Extract Metadata

The Extract Metadata module allows site administrators to extract embedded metadata from media files.

The module adds a new "Extract metadata" tab to each media page, which will allow you to manually extract any embedded metadata found on the file. It also adds an "Extract metadata" field to the batch-editing page. When enabled, it automatically works on newly uploaded files.

A good workflow is to install and configure the module, batch-extract metadata from existing files in your database, map them to your chosen media metadata fields, and then simply allow the module to continue extracting metadata from files in the future.

Configuring the module

When configuring the module, you can:

  • View and enable/disable extractors: You can choose from four different extractors, including ExifTool, Tika, Exif, and getID3 (see below).
  • View and enable/disable mappers: You can either select to enable no mappers or JSON Pointer.
  • Configure the metadata crosswalk for the JSON Pointer mapper (if enabled). If you decide to use the JSON pointer mapper, you will need to define the metadata crosswalk.
    1. Click the "Add map +" button.
    2. Select the Resource, Extractor, and Property from dropdown menus.
    3. Provide a Pointer formatted using a JSON pointer as defined by the IETF standard.
    4. If you would like to replace the metadata values through this pointer, make sure to select the checkbox to the right of these fields.

When you are finished configuring the module, click the "Submit" button in the upper right corner of the screen.

Extract Metadata module configuration view with JSON Pointer crosswalk and submit button indicated by a teal arrow

Adding media

Once the module is configured and extractors are enabled, they will act on every file as you add it to an item or as an asset. The module will automatically:

  • Extract metadata from the file using enabled extractors
  • Save the metadata alongside the media
  • Map metadata to media values if a mapper is enabled.

You can view the extracted metadata on the media pages, on the "Extract metadata" tab.

Editing media and items

A user can edit media metadata attached to items by directly editing the individual item or by using the batch-edit functions.

Editing items

When editing a media/item, a user can choose to perform a number of actions, accessed through the Extract Metadata tab on the Item edit view. Select one of the four options from the dropdown menu.

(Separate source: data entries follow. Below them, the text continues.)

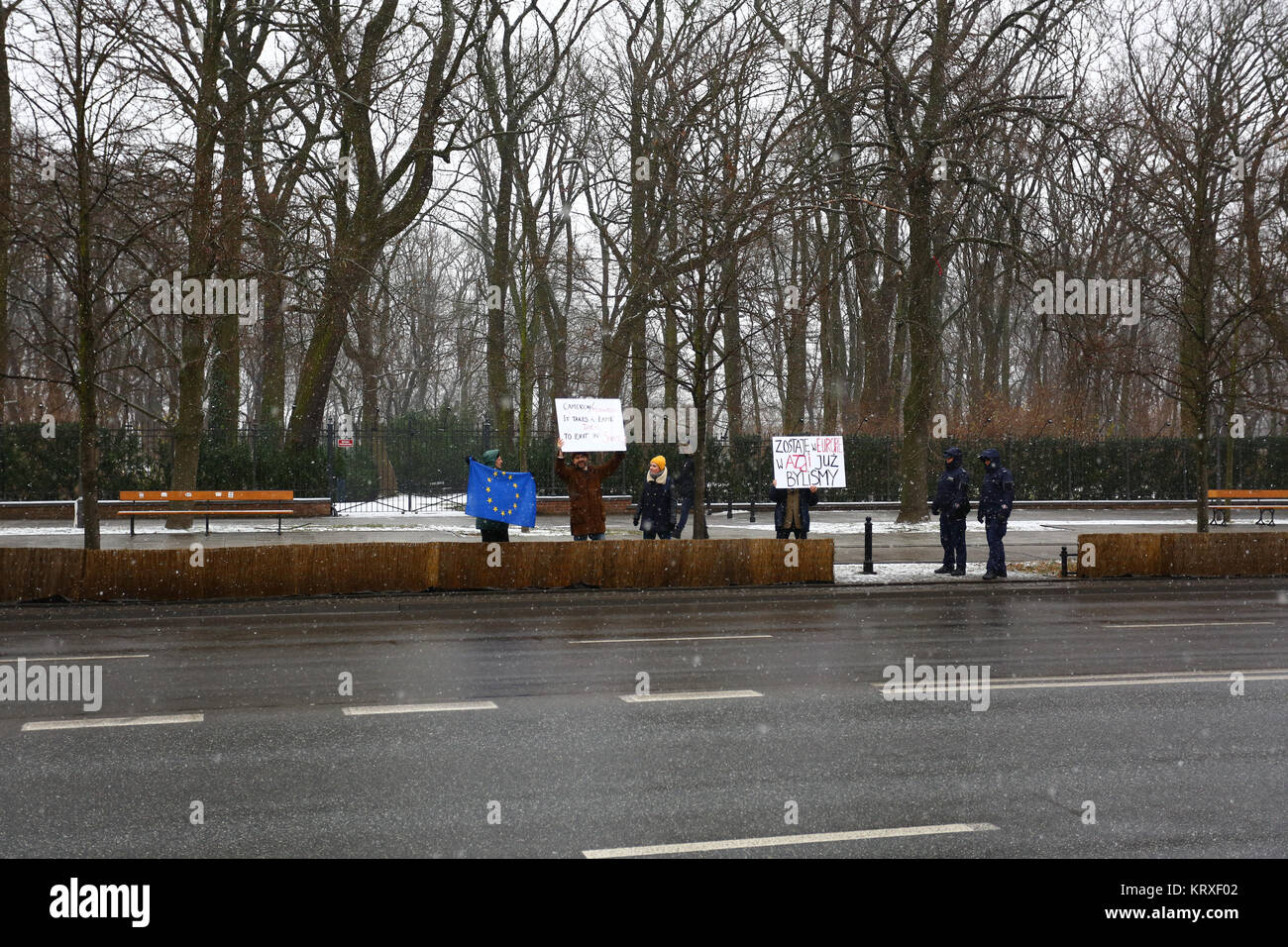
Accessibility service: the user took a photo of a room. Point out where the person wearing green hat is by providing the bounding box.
[474,449,510,543]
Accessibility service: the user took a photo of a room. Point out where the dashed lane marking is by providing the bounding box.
[342,701,497,716]
[583,822,997,858]
[621,690,765,703]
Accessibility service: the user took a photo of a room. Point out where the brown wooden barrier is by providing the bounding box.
[1078,532,1288,579]
[0,539,833,601]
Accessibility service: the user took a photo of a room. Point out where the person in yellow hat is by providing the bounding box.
[635,454,675,540]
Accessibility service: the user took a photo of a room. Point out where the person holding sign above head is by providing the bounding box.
[635,454,675,540]
[555,438,626,543]
[769,476,818,540]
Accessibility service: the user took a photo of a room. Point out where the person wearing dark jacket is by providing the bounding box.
[635,454,675,540]
[474,450,510,543]
[671,458,693,540]
[555,438,626,541]
[769,480,818,540]
[976,447,1015,581]
[930,447,970,576]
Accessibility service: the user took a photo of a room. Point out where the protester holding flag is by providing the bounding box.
[474,449,510,543]
[555,438,626,541]
[635,454,675,540]
[465,450,537,543]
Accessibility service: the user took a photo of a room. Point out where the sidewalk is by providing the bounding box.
[0,507,1226,581]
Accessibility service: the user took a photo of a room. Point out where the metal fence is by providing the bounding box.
[0,419,1288,513]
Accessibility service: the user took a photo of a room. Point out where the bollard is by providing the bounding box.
[863,517,876,575]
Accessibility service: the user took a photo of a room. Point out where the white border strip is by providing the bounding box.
[872,669,1288,697]
[568,635,773,644]
[22,714,206,730]
[619,690,765,703]
[0,655,152,665]
[1105,621,1278,627]
[583,822,997,858]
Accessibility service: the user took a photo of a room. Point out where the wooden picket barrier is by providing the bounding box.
[0,539,833,601]
[1078,532,1288,579]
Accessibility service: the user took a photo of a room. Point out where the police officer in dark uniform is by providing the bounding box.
[930,447,970,576]
[978,447,1015,582]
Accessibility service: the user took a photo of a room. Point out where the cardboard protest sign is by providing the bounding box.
[774,434,845,489]
[555,398,626,455]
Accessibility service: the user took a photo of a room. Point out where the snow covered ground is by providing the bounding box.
[832,562,1056,585]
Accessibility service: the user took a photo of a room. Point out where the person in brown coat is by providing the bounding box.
[555,438,626,541]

  • Refresh metadata: (re)extract metadata from files
  • Refresh and map metadata: (re)extract metadata from files and map metadata to resource values
  • Map metadata: Map extracted metadata to resource values
  • Delete metadata: Delete extracted metadata.

Item edit view with the Extract metadata tab active and the actions dropdown menu open

Be sure to click the "Save" button in the top right corner of the screen to execute the selected action.

Batch editing

From the Items Browse screen, select the items you would like to batch edit. From the batch edit page, you can select any of the four action options from the "Extract metadata" dropdown menu. This will perform the action on all items selected for inclusion in the batch edit.

Batch edit view with Extract metadata dropdown open

Extractors

Extractors extract metadata from files. Note that extractors must be enabled on the module configuration page. This module comes with four extractors, but more can be added depending on your need. Your server may already have support for these utilities, but if you are having trouble, double-check to see if the dependency is installed.

ExifTool

Used to extract many types of metadata from many types of files. Requires the ExifTool command-line application.

Exif

Used to extract EXIF metadata that is commonly found in JPEG and TIFF files. Requires PHP's exif extension.

getID3

Used to extract many types of metadata from many types of files. Uses the getID3 PHP library, which comes with this module.

Tika

Used to extract many types of metadata from many types of files. Requires the Apache Tika content analysis toolkit. Java must be installed and the path to the tika-app-*.jar file must be configured in config/module.config.php under [extract_metadata_extractor_config][tika][jar_path].

Mappers

Mappers map extracted metadata to resource values. Note that a mapper must be enabled on the module configuration page. This module comes with one mapper. Best practice for using this module with other mappers would be to fork the module code; see our developer documentation for more details.

JSON pointer

You can map extracted metadata to media metadata properties using JSON pointers. You must define your own metadata crosswalk in the module configuration page under the "JSON Pointer crosswalk" tab.

You may wish to extract metadata from a few files first and see what information can be pointed to, then test some options on where best to map them.

One common example is to map a JPEG file's creation date to Dublin Core's "Date Created" property. The pointer points to the DateTimeOriginal value in the Exif metadata output, which you can view if you go to a media item and look at the "Extract metadata" tab.

Set up the mapper as follows: + Resource: [Media or Item] + Extractor: "Exif" + Pointer: /EXIF/DateTimeOriginal + Property: "Dublin Core : Date Created" + Replace values: [checked or unchecked].

Extract Metadata module configuration view with JSON Pointer crosswalk and submit button indicated by a teal arrow

Once you've saved this map, perform the "Map metadata" action on one file or in a batch, and, if your JPEG file includes DateTimeOriginal, the media should now have a "Date Created" value.